Pengelola Balai Sosial Bantah Telantarkan Puluhan Difabel di Jalanan Kota Bandung
BRSPDSN angkat bicara mengenai telantarnya 41 difabel netra dan kini tinggal di trotoar Jalan Pajajaran, Bandung.
Pengelola balai, bahkan telah memberikan toleransi kepada para penerima manfaat hingga bulan Juli.
Di mana mereka seharusnya meninggalkan balai sejak Juni 2019.
Pengelola balai juga sudah secara persuasif meminta penerima manfaat untuk berinisiatif mematuhi ketentuan, sebab, banyak penyandang disabilitas sensorik netra lainnya yang antre untuk masuk balai dan mendapatkan pelayanan.
Selain itu, pada tanggal 12 Agustus 2019, Kementerian Sosial dan Pemprov Jawa Barat juga sudah rapat untuk mencari solusi bersama.
Salah satu keputusannya adalah, Dinas Pendidikan Jabar berkomitmen membangun sarana pendidikan berkebutuhan khusus dengan konsep boarding school yang dilengkapi asrama.
Dinas Sosial Provinsi Jabar juga merencanakan pembangunan panti sosial yang melayani semua penyandang disabilitas termasuk sensorik netra.
Pengembangan layanan terpadu nasional ini merupakan bagian dari komitmen pemerintah meningkatkan pelayanan kepada penyandang disabilitas.
Sudarsono menyayangkan, di tengah proses peralihan dan komunikasi dengan Pemprov tersebut, mencuat isu yang justru kontraproduktif dengan langkah-langkah pemerintah.
“Kita duduk bersama, mencari solusi terbaik.
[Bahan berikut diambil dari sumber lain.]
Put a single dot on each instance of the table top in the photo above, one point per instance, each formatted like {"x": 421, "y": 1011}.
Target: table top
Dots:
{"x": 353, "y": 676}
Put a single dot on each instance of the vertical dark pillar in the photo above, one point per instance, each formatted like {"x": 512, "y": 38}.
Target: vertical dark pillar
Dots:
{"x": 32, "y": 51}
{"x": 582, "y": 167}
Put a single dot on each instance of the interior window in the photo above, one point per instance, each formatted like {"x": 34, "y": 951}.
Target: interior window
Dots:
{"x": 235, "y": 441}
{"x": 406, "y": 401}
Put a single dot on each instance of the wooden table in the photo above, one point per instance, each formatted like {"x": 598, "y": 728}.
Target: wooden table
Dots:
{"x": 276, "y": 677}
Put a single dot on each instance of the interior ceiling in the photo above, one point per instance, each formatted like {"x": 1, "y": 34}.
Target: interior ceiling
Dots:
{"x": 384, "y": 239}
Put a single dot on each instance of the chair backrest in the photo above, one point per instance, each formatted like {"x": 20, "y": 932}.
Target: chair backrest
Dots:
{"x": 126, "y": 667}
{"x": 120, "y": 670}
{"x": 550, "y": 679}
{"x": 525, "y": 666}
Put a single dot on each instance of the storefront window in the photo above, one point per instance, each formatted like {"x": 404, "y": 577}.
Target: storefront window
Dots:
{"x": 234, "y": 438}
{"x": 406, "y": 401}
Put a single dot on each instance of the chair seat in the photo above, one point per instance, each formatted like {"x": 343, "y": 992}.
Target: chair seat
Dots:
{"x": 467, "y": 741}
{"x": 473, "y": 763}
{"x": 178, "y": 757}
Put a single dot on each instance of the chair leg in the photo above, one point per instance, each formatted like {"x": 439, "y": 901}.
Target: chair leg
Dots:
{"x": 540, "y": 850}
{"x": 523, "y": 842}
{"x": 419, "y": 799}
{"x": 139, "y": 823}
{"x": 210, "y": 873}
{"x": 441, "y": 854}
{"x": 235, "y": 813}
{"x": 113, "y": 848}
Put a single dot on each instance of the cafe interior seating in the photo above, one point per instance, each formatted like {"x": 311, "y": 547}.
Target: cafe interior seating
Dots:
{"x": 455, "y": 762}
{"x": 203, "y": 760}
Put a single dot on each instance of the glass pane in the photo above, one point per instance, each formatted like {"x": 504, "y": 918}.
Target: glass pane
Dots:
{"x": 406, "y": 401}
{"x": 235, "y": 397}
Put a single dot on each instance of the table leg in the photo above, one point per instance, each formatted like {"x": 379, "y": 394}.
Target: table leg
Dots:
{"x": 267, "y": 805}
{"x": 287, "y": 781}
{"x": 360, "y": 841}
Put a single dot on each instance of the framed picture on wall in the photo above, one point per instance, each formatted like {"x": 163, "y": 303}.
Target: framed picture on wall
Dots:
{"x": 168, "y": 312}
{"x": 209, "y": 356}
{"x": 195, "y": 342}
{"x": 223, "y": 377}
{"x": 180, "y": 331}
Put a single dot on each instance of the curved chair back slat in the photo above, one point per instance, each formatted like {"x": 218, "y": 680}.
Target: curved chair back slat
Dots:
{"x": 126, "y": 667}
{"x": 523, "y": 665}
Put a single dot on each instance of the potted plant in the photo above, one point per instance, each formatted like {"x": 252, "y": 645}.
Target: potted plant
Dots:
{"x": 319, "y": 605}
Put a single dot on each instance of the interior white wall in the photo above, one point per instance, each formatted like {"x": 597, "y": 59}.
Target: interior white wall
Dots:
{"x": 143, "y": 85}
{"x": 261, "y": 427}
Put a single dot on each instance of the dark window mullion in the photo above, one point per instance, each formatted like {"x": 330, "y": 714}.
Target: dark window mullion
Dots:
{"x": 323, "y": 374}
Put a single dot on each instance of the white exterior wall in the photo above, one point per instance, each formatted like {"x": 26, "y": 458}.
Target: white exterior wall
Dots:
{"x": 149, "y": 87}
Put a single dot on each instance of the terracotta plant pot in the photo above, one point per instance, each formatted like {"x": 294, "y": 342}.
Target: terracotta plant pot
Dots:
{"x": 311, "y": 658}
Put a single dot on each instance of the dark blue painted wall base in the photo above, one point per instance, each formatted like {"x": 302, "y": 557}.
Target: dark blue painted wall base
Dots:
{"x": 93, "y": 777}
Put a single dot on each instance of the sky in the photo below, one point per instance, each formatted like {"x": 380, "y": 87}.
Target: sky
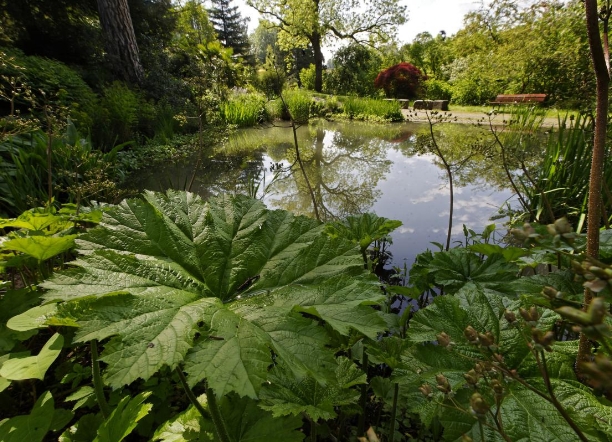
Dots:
{"x": 430, "y": 16}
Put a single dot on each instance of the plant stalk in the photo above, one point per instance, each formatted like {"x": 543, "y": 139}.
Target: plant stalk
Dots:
{"x": 217, "y": 418}
{"x": 393, "y": 412}
{"x": 364, "y": 397}
{"x": 192, "y": 398}
{"x": 97, "y": 380}
{"x": 602, "y": 75}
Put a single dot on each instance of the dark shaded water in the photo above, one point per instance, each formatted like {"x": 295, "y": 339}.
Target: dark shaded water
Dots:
{"x": 355, "y": 168}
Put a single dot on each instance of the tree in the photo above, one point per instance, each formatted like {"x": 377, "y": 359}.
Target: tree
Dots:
{"x": 120, "y": 40}
{"x": 231, "y": 28}
{"x": 400, "y": 81}
{"x": 354, "y": 69}
{"x": 303, "y": 22}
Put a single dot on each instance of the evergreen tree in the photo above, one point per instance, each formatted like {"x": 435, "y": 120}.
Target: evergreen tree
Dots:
{"x": 231, "y": 28}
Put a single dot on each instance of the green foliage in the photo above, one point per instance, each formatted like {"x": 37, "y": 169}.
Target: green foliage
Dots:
{"x": 299, "y": 104}
{"x": 80, "y": 173}
{"x": 437, "y": 89}
{"x": 354, "y": 70}
{"x": 270, "y": 82}
{"x": 285, "y": 395}
{"x": 51, "y": 83}
{"x": 307, "y": 77}
{"x": 244, "y": 110}
{"x": 249, "y": 308}
{"x": 369, "y": 109}
{"x": 32, "y": 427}
{"x": 124, "y": 418}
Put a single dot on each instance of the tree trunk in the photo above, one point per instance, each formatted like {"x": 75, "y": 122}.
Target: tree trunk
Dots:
{"x": 599, "y": 145}
{"x": 120, "y": 40}
{"x": 315, "y": 41}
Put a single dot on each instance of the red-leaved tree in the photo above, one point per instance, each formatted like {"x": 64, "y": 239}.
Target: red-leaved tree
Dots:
{"x": 400, "y": 81}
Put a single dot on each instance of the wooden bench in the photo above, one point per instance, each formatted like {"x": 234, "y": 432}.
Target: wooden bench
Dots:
{"x": 518, "y": 99}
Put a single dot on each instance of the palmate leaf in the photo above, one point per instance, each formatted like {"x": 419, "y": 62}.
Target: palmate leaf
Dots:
{"x": 124, "y": 418}
{"x": 457, "y": 267}
{"x": 249, "y": 424}
{"x": 33, "y": 367}
{"x": 526, "y": 415}
{"x": 229, "y": 278}
{"x": 286, "y": 395}
{"x": 32, "y": 427}
{"x": 363, "y": 229}
{"x": 41, "y": 247}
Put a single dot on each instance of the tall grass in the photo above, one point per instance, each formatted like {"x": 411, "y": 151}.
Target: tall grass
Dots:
{"x": 369, "y": 109}
{"x": 244, "y": 110}
{"x": 559, "y": 185}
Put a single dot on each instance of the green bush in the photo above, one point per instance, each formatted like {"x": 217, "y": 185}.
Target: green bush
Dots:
{"x": 472, "y": 91}
{"x": 307, "y": 77}
{"x": 369, "y": 109}
{"x": 79, "y": 172}
{"x": 438, "y": 90}
{"x": 51, "y": 83}
{"x": 117, "y": 116}
{"x": 299, "y": 104}
{"x": 244, "y": 110}
{"x": 270, "y": 82}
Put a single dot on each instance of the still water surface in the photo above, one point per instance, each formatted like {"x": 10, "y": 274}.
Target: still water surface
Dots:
{"x": 356, "y": 168}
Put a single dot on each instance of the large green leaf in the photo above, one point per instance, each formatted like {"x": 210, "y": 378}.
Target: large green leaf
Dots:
{"x": 41, "y": 247}
{"x": 286, "y": 395}
{"x": 241, "y": 281}
{"x": 124, "y": 418}
{"x": 458, "y": 267}
{"x": 363, "y": 229}
{"x": 33, "y": 367}
{"x": 249, "y": 424}
{"x": 32, "y": 427}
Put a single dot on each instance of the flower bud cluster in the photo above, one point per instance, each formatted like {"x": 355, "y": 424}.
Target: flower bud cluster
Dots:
{"x": 562, "y": 230}
{"x": 485, "y": 340}
{"x": 599, "y": 372}
{"x": 591, "y": 322}
{"x": 597, "y": 275}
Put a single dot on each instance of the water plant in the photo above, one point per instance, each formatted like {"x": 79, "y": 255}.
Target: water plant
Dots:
{"x": 370, "y": 109}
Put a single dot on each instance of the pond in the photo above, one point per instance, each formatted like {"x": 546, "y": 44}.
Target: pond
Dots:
{"x": 355, "y": 168}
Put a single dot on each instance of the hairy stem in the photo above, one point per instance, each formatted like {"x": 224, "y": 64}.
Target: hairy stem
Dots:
{"x": 97, "y": 380}
{"x": 217, "y": 418}
{"x": 449, "y": 172}
{"x": 553, "y": 399}
{"x": 194, "y": 400}
{"x": 364, "y": 397}
{"x": 393, "y": 412}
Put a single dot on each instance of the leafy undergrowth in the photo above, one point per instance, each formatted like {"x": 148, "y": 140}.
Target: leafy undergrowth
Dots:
{"x": 223, "y": 320}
Kita semua anak bangsa, tidak mungkinlah saling menegasi,” tutupnya.
Sebelumnya ramai diberitakan, pemaksaan untuk mengosongkan asrama oleh pengelola Wyata Guna Bandung, membuat 41 difabel netra penghuni asmara tersebut terpaksa tinggal di trotoar Jalan Pajajaran.
Pengosongan paksa itu dilakukan karena berubahnya status Panti Sosial Bina Netra (PSBN) Wyata Guna menjadi Balai Rehabilitasi Sosial Penyandang Disabilitas Sensorik Netra (BRSPDSN).(Willy Widianto)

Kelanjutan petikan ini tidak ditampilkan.